That plastic water bottle might be convenient to take to the gym, but its lasting effect on the environment might make you think again. According to researchers at Ben Gurion University in Southern Israel, at the rate we’re going the weight of plastic containers in the ocean will equal the weight of fish in it by 2050. That’s a frightening figure! Plastic, designed to be durable and long lasting takes roughly half a millennium to decompose, making it nearly non-degradable.
Our global reliance on the substance coupled with this fact has led to a terrifying accumulation of plastic waste polluting our water system. No Camels.com reported that in a study conducted on the status of the Mediterranean Sea, 18% of fish tested had plastic remnants found inside their stomachs. The same fish that get served up on your dinner plate. PET, or polyethylene terephthalate is also found in polyester clothing and blister packaging thanks to the fact that it is lightweight, colorless and exceptionally strong.

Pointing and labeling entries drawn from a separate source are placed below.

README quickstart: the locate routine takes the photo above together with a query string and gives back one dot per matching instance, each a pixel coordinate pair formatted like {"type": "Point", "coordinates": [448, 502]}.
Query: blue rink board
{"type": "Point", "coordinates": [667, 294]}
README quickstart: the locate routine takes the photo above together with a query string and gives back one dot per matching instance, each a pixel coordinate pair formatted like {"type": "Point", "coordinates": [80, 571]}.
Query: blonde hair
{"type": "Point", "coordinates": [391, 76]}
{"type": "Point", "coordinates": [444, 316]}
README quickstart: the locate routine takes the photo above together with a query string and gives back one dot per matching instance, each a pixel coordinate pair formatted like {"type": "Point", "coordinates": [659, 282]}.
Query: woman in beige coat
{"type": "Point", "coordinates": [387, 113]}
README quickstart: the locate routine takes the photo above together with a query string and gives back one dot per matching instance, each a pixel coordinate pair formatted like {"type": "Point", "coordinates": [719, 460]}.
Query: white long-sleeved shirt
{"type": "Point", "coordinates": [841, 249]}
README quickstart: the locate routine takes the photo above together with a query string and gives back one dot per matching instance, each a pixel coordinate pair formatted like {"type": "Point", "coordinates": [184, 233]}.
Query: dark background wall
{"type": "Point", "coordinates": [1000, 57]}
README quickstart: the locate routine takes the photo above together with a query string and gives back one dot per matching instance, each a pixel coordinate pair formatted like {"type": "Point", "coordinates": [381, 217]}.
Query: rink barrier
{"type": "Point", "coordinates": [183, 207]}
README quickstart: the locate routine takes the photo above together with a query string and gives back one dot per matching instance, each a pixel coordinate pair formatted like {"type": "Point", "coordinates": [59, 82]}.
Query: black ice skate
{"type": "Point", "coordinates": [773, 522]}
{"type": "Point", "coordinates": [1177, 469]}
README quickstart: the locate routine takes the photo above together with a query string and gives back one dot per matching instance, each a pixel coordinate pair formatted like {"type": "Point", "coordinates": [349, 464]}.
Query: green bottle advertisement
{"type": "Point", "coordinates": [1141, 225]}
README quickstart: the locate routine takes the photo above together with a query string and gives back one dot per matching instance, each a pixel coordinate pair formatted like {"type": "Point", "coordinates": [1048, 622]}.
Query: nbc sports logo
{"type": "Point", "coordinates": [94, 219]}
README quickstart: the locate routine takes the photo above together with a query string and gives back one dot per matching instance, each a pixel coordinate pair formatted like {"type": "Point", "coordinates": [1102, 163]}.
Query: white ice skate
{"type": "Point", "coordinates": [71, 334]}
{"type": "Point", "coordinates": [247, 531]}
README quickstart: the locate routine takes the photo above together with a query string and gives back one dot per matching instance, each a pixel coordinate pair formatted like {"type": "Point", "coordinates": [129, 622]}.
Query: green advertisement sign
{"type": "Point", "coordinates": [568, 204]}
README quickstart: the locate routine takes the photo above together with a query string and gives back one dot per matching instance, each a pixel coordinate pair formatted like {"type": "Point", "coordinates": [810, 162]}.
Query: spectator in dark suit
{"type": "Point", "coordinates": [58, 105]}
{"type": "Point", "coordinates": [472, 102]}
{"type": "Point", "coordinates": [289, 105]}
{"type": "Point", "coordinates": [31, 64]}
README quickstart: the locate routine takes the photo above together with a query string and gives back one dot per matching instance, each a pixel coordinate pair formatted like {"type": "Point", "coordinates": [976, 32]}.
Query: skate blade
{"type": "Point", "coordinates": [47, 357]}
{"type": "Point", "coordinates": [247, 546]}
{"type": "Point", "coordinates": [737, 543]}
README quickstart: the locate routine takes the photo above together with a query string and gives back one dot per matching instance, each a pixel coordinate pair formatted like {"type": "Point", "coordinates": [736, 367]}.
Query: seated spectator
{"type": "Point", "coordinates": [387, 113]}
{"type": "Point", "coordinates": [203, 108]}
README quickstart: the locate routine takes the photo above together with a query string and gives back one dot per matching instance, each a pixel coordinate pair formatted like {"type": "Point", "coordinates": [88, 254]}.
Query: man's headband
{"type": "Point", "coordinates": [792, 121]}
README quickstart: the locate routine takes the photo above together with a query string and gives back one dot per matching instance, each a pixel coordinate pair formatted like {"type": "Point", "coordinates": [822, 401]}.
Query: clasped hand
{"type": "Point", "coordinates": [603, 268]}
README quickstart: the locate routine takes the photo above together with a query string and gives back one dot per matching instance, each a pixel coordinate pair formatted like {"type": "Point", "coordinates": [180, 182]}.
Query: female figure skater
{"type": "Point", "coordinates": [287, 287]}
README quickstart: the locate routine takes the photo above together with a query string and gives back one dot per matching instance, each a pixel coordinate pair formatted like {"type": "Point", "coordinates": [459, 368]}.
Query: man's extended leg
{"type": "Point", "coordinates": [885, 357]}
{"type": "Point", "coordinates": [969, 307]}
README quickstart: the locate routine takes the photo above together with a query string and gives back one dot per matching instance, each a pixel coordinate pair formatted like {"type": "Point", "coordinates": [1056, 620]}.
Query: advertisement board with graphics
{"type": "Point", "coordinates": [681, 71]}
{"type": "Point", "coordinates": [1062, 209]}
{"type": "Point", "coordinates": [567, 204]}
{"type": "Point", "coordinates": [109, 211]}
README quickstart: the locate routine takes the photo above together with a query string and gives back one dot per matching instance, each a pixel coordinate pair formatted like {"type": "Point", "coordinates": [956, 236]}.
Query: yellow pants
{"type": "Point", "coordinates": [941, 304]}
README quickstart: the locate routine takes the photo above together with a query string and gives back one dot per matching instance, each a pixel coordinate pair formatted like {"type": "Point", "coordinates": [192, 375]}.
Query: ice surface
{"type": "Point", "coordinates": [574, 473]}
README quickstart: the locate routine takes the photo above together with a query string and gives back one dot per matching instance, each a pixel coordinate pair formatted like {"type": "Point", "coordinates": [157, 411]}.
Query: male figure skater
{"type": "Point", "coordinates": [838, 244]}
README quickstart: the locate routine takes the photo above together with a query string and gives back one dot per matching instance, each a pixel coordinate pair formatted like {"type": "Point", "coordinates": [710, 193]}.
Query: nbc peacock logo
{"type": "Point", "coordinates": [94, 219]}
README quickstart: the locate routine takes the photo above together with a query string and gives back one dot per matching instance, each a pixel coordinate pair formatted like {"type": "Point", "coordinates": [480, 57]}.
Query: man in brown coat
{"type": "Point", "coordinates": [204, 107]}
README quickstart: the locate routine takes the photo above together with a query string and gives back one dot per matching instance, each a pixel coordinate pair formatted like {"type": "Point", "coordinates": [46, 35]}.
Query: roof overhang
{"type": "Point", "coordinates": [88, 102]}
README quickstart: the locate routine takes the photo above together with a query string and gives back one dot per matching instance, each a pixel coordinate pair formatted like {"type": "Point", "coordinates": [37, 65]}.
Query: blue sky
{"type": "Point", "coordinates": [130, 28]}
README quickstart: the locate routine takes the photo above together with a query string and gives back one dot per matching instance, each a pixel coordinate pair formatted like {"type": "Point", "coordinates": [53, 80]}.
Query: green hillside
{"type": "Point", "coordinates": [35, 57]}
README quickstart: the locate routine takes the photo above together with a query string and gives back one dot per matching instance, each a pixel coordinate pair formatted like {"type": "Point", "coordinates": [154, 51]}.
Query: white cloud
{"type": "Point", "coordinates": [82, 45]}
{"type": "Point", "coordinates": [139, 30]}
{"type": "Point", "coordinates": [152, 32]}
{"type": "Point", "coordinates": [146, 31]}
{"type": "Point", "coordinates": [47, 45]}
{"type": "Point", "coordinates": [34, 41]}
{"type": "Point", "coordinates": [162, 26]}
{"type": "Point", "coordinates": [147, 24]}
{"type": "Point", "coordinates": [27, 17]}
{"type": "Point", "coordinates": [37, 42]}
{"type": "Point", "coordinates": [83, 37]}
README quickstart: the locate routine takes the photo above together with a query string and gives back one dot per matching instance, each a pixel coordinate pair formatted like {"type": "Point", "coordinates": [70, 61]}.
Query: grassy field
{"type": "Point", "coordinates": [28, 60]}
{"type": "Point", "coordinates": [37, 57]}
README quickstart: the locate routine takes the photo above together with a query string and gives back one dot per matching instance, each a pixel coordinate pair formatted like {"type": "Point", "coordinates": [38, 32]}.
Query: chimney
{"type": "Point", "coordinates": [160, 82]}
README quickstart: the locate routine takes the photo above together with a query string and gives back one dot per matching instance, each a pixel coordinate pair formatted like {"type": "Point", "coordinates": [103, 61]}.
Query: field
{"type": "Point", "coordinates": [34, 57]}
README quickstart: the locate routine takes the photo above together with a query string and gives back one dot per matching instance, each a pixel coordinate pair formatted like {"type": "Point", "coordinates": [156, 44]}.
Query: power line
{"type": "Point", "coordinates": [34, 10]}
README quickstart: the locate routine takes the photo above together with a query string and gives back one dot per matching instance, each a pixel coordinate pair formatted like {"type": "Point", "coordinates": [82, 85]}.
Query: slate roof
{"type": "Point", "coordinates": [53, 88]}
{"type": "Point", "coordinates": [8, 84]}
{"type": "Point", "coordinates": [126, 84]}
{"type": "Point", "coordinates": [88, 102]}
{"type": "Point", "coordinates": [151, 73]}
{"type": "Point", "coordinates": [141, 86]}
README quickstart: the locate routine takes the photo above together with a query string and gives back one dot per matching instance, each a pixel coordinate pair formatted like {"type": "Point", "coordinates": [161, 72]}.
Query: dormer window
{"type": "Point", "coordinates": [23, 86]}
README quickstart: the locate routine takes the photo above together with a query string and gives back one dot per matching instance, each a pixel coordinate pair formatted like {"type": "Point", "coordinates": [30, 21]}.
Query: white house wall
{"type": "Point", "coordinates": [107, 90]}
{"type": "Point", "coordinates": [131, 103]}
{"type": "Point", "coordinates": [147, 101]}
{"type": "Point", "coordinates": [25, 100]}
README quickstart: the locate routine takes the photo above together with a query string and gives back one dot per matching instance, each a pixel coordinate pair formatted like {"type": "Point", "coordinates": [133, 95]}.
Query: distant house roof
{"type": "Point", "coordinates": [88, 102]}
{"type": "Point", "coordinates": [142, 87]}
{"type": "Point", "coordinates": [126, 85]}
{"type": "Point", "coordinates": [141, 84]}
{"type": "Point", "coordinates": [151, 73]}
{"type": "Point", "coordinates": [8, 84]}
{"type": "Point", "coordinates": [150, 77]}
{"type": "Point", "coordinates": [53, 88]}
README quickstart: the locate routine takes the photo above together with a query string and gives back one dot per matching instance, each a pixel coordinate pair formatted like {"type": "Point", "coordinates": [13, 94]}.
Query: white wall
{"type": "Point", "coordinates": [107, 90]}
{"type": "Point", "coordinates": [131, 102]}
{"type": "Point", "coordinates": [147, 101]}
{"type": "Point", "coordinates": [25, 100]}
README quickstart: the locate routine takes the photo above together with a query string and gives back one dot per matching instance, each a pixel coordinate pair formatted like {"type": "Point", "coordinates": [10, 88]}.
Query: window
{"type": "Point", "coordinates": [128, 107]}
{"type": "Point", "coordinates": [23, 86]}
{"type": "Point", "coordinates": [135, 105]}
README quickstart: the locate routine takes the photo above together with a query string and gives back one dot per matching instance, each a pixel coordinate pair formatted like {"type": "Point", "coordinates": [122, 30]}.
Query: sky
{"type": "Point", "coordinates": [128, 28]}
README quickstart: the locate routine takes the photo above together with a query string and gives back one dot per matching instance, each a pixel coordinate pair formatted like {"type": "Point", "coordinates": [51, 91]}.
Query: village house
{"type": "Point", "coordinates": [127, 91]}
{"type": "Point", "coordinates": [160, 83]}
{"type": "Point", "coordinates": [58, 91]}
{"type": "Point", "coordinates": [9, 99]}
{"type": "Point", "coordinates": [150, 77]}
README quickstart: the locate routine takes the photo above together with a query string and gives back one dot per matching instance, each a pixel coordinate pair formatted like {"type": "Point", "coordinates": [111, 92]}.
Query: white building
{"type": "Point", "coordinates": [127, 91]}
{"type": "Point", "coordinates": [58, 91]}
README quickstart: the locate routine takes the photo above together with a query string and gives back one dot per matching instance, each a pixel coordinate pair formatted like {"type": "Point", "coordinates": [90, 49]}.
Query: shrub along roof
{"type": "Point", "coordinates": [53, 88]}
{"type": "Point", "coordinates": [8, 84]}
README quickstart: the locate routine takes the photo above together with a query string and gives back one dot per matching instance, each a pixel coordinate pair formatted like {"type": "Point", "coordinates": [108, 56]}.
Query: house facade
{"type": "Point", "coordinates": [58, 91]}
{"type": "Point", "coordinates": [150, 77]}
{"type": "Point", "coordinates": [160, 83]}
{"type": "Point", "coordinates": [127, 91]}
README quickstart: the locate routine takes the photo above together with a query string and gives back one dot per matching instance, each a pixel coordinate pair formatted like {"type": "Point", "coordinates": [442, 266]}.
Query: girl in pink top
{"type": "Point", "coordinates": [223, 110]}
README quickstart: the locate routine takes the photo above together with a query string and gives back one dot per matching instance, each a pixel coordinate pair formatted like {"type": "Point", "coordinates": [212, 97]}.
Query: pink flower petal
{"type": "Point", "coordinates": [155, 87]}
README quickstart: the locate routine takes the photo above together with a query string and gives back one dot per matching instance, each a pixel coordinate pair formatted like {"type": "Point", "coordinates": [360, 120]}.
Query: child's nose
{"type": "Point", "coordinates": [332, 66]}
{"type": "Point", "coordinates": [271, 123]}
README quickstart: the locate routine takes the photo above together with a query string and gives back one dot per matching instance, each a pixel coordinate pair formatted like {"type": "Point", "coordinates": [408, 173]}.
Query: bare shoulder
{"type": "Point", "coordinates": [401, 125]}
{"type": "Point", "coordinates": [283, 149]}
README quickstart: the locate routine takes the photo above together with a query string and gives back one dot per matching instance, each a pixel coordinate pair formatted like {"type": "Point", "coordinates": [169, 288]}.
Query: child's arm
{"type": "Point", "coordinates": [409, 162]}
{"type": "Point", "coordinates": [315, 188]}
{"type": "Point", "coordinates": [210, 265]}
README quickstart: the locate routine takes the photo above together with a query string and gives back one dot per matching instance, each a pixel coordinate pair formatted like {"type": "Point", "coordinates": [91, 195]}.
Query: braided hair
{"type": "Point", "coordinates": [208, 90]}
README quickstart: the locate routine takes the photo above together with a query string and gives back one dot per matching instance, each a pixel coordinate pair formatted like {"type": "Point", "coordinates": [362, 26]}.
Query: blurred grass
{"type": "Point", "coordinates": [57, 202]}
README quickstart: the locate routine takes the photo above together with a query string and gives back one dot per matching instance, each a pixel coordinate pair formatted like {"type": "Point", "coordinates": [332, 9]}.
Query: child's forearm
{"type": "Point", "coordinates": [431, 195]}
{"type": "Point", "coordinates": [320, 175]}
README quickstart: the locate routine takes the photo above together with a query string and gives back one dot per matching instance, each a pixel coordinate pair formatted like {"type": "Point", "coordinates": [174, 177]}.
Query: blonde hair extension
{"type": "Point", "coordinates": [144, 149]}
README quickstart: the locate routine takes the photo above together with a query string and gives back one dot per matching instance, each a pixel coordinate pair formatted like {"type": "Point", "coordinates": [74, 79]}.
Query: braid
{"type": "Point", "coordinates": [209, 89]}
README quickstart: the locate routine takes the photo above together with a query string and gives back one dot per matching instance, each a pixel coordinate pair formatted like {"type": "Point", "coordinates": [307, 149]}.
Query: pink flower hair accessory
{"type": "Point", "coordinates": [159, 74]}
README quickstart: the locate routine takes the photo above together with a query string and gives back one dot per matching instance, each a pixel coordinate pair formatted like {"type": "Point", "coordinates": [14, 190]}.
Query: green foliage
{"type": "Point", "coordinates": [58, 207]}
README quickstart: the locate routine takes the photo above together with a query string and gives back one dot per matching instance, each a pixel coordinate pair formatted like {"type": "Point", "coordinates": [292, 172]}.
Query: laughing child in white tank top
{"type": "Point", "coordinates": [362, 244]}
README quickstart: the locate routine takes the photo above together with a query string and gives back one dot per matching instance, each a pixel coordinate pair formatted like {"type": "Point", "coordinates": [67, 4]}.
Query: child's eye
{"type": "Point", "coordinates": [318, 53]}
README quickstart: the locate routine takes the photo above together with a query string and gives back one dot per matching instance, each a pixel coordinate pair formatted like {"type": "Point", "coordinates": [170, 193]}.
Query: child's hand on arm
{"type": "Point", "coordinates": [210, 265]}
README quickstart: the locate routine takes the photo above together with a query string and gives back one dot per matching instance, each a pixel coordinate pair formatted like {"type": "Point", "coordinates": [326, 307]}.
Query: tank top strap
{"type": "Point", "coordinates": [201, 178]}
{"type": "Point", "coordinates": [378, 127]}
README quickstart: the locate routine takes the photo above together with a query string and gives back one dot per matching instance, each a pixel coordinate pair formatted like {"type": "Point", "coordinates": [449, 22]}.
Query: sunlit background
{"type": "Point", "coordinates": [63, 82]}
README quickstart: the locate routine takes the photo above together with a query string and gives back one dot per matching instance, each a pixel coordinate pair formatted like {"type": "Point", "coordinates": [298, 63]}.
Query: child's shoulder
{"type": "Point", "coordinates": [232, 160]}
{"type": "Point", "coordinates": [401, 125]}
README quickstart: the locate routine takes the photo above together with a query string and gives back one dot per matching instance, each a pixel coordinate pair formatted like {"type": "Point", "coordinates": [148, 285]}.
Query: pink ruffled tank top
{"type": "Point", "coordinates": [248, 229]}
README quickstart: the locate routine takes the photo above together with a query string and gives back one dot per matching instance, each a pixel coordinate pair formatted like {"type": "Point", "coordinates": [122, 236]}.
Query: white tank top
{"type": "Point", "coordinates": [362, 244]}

So what’s the solution? Researchers from laboratories in Israel and Japan have been tirelessly working on genetically engineering bacteria microbes to eat through harmful plastics and clean up our environment. Japanese scientists from the Kyoto Institue of Technology found a bacteria, Ideonella Sakainesis, that can break down harmful PET over the course of six weeks if the temperature was kept at a steady 86 degrees Fahrenheit. Continued research needs to be conducted to see if the microbe will act the same way in nature when it has a choice of materials to “eat.” “This is just the initiation for application,” Kohei Oda, one of the authors of the study reported in an interview with the Christian Science Monitor.
Israeli researchers found a similar microbe, Pseudomonas Putida, that not only breaks down plastic wastes but as a byproduct produces electricity from releasing PET bonds. According to the research team they, “Chose to tackle the problem from a biological standpoint, using engineered enzymes and bacteria that could use plastic as a primary carbon source.” This solution “Holds great promise in improving our quality of life and stopping the impending threat that plastic waste holds over our heads.”